Resta pois evidenciado que não poderia o magistrado ter extinto o feito sem julgamento do mérito, tanto por não ter ocorrido precedente requerimento da parte adversa, como por ter o autor se pronunciado todas as vezes em que foi compelido para tal, de sorte a não se caracterizar o abandono dos autos.
A sentença tratou também da questão pretendida pela nova procuradora do autor, de ser dispensada a determinação de citação dos sucessores do cônjuge de Antônio Lustosa de Siqueira, ao argumento de que não são confrontantes aqueles cujas áreas de terras situam-se do outro lado do rio.
Ao analisar a questão, optou pela extinção da ação. Na oportunidade avaliou também a questão formulada pelo petitório de fls. 169/170, no sentido de ter ocorrido a preclusão da decisão de fls. 127/129, que restou irrecorrida. Não se percebe efetivamente qual a razão do autor não atender desde logo a decisão proferida em abril de 1.986, quando a demora só o prejudica.
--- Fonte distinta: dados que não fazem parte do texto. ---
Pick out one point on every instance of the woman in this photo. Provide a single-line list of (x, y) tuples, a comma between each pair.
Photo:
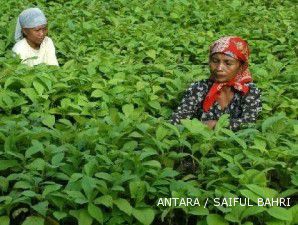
[(32, 44), (229, 90)]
Basta trazer aos autos a qualificação dos referidos sucessores e pedir-lhes a citação. Sendo desconhecido o paradeiro, a citação por edital.
Como já definido, não cabia a extinção, razão pela qual impõe se reconheça a nulidade da sentença.
Ante o exposto, dou provimento ao recurso, decretando a nulidade da sentença de primeiro grau.


DECISÃO

ACORDAM os Juizes integrantes da 7ª Câmara Cível do Tribunal de Alçada do Estado do Paraná, por unanimidade de votos, em dar provimento ao recurso.
Participaram da sessão de julgamento os Excelentíssimos Juizes WALDEMIR LUIZ DA ROCHA - Presidente sem voto - PRESTES MATTAR e ANTÔNIO RENATO STRAPASSON.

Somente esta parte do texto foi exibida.